Violence, langage cru, sexe... Jamais un film marocain n’aura été si loin. Casanegra, le second long métrage du réalisateur Noureddine Lakhmari, 44 ans, est en passe de devenir un phénomène de société au Maroc. Dans les quatre villes - Casablanca, Rabat, Tanger et Marrakech - où le film est projeté depuis le 24 décembre 2008, les salles affichent souvent complet. Jeunes, vieux, riches, pauvres, femmes voilées ou en jean, affluent en masse.
L’histoire met en scène deux jeunes chômeurs, des paumés d’une vingtaine d’années, qui vivent de petites combines et rêvent d’Europe, d’argent et de sexe. Mais le personnage principal du film, c’est Casablanca et son centre-ville de style art déco, vestige de l’époque coloniale.

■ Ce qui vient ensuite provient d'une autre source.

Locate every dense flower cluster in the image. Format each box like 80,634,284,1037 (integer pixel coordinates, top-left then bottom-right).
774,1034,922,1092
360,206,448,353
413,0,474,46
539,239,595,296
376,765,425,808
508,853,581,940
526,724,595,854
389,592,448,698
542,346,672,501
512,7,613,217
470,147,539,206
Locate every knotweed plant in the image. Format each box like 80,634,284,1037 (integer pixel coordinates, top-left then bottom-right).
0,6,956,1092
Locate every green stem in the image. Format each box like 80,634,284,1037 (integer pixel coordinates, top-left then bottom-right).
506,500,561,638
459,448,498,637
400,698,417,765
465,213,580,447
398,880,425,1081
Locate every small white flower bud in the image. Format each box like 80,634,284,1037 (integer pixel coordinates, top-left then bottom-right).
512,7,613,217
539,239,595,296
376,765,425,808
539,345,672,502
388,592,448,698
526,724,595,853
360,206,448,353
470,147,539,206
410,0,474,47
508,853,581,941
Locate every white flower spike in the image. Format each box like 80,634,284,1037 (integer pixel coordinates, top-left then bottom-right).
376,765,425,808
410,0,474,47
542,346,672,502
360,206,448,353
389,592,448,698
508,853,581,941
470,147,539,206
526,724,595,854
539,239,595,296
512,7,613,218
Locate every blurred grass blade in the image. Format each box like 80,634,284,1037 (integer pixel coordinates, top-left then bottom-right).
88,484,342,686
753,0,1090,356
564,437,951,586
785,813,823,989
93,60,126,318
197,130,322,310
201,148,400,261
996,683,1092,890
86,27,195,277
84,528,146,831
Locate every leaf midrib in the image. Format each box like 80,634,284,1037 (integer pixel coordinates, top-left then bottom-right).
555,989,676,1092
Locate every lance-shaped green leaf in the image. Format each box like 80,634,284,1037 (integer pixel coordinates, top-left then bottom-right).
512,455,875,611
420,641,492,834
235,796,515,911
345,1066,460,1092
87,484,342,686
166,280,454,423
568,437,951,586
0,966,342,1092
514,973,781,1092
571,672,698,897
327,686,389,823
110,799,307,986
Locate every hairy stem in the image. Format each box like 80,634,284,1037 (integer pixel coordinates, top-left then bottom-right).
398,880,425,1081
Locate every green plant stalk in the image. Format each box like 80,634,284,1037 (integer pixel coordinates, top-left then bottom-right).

Casanegra se joue de Casa la Blanche et en dévoile les bas-fonds, la nuit surtout. L’envers du décor, c’est une ville poisseuse, sale, dure, qui porte l’énergie bouillonnante du désespoir. Ce sont les exclus du boom économique vanté par les élites. C’est la colère, la violence physique et verbale de ceux qui défendent leurs territoires. Le langage utilisé est la darija, l’arabe dialectal marocain, mais dans sa version la plus populaire.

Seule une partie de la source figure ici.